3 CITY AND COUNTY OF SAN FRANCISCO v. THE REGENTS OF THE UNIVERSITY OF CALIFORNIA Opinion of the Court by Kruger, J.

In 1983, San Francisco attempted to collect parking lot taxes from UCSF, but the Regents asserted immunity and San Francisco declined to pursue the matter. That was, for quite some time, the end of the controversy. But in 2011, San Francisco reconsidered and directed UCSF, Hastings, and SFSU to begin collecting and remitting the parking tax. The universities refused. In response, San Francisco filed a petition for a writ of mandate in the trial court to compel compliance.
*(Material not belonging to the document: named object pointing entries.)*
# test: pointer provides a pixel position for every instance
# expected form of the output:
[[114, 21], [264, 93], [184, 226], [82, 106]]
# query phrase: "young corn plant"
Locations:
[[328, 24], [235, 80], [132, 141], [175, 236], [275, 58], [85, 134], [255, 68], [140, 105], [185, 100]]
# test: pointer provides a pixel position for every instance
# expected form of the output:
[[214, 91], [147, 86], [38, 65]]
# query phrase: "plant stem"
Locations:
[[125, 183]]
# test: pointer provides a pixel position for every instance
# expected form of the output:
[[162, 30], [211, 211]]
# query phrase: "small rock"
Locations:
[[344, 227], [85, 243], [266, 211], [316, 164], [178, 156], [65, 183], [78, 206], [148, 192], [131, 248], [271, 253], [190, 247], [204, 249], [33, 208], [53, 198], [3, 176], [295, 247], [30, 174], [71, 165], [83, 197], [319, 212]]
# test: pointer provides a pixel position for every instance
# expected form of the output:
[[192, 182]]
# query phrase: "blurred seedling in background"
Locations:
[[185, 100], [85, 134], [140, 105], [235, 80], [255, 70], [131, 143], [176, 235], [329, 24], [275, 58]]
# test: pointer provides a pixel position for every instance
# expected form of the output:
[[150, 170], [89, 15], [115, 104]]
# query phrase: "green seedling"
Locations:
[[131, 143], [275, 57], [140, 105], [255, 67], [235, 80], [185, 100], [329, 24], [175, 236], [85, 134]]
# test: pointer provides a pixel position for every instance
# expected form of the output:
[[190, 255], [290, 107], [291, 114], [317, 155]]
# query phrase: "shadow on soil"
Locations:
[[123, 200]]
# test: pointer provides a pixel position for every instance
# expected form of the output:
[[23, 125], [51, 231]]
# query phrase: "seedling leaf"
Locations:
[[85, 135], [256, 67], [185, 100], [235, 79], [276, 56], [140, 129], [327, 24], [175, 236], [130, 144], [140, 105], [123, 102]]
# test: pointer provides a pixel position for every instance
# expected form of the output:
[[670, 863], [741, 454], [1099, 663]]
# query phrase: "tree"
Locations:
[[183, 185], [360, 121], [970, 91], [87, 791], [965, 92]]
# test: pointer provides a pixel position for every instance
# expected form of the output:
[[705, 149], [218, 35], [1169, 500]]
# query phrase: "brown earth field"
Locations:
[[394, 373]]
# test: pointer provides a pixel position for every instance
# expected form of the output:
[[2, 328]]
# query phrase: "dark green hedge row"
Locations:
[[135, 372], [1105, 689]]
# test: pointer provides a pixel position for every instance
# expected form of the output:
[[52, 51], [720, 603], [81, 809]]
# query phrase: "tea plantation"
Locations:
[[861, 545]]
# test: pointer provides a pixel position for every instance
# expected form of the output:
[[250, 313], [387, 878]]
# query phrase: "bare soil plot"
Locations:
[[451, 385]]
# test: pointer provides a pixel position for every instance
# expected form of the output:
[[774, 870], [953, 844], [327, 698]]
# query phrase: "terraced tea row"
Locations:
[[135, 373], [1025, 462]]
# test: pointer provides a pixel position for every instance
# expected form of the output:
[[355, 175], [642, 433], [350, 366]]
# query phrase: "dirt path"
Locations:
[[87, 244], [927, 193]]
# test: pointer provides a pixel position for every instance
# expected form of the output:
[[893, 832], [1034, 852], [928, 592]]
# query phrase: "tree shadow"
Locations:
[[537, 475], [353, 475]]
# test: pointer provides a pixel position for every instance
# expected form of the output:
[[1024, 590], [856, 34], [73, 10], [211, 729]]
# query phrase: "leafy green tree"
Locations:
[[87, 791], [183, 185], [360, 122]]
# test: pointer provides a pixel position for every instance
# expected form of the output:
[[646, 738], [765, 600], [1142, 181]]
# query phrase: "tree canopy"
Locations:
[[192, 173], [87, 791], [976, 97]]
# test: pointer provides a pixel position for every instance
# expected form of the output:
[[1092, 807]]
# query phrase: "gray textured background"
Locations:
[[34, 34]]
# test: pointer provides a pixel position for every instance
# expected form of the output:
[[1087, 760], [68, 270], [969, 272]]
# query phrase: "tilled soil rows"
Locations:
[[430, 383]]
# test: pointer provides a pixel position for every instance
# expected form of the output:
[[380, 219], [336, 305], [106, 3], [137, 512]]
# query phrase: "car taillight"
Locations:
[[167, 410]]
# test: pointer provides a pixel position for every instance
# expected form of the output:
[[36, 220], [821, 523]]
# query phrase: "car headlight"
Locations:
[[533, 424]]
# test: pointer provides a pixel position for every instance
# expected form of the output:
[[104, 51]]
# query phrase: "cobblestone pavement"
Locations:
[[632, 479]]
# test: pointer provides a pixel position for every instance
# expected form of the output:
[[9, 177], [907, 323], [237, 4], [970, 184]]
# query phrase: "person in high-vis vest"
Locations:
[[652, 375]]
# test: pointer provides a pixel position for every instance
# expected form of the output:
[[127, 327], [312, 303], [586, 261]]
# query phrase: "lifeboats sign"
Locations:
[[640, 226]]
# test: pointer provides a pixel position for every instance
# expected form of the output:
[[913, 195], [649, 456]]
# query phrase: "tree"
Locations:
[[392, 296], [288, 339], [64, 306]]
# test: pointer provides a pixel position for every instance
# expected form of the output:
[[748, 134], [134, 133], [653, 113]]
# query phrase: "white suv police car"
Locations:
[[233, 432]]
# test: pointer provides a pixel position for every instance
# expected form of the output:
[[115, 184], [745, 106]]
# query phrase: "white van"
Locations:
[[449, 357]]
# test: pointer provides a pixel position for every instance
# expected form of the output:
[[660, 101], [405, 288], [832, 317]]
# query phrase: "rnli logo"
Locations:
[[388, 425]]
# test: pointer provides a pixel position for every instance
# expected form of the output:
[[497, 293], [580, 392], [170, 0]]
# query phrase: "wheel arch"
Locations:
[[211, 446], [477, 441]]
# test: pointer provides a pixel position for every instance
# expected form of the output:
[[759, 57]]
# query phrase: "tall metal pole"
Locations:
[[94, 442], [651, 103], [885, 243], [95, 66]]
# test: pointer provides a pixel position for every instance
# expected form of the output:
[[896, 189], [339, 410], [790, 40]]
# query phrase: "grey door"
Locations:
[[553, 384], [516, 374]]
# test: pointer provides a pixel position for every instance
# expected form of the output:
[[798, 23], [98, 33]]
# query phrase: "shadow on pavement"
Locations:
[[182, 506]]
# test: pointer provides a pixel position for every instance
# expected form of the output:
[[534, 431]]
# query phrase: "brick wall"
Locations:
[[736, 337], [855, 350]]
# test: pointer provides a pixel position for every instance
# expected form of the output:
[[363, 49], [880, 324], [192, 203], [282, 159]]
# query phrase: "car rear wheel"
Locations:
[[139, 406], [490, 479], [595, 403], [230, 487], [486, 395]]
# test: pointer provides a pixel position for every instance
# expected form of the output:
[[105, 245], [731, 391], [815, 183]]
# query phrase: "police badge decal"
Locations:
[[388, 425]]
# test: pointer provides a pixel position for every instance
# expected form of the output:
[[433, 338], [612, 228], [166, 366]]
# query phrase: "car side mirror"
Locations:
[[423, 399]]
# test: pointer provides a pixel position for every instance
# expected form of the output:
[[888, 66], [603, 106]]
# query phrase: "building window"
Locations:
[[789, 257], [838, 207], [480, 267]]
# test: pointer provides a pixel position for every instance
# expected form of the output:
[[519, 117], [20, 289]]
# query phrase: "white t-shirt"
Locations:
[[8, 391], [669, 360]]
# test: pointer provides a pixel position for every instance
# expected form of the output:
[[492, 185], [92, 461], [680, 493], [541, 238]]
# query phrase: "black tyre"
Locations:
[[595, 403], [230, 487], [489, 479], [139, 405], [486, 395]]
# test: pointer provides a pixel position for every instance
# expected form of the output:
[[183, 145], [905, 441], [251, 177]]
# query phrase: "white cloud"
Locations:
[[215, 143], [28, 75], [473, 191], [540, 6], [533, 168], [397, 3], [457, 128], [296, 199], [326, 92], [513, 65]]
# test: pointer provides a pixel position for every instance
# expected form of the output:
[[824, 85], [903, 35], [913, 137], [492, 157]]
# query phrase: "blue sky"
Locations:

San Francisco argued that it would be a minimal burden for the universities to collect the parking tax along with whatever parking fees they charge. San Francisco also offered to reimburse the universities for their administrative costs in collecting and remitting the taxes, as the trial court had ordered in another municipal tax collection case, City of Modesto v. Modesto Irrigation Dist. (1973) 34 Cal.App.3d 504, 508–509 (City of Modesto). The trial court denied the writ, concluding that the universities are exempt from compliance with the parking tax ordinance. The trial court reasoned that this result followed from the constitutional principles articulated and applied in In re Means (1939) 14 Cal.2d 254 (Means) and Hall v.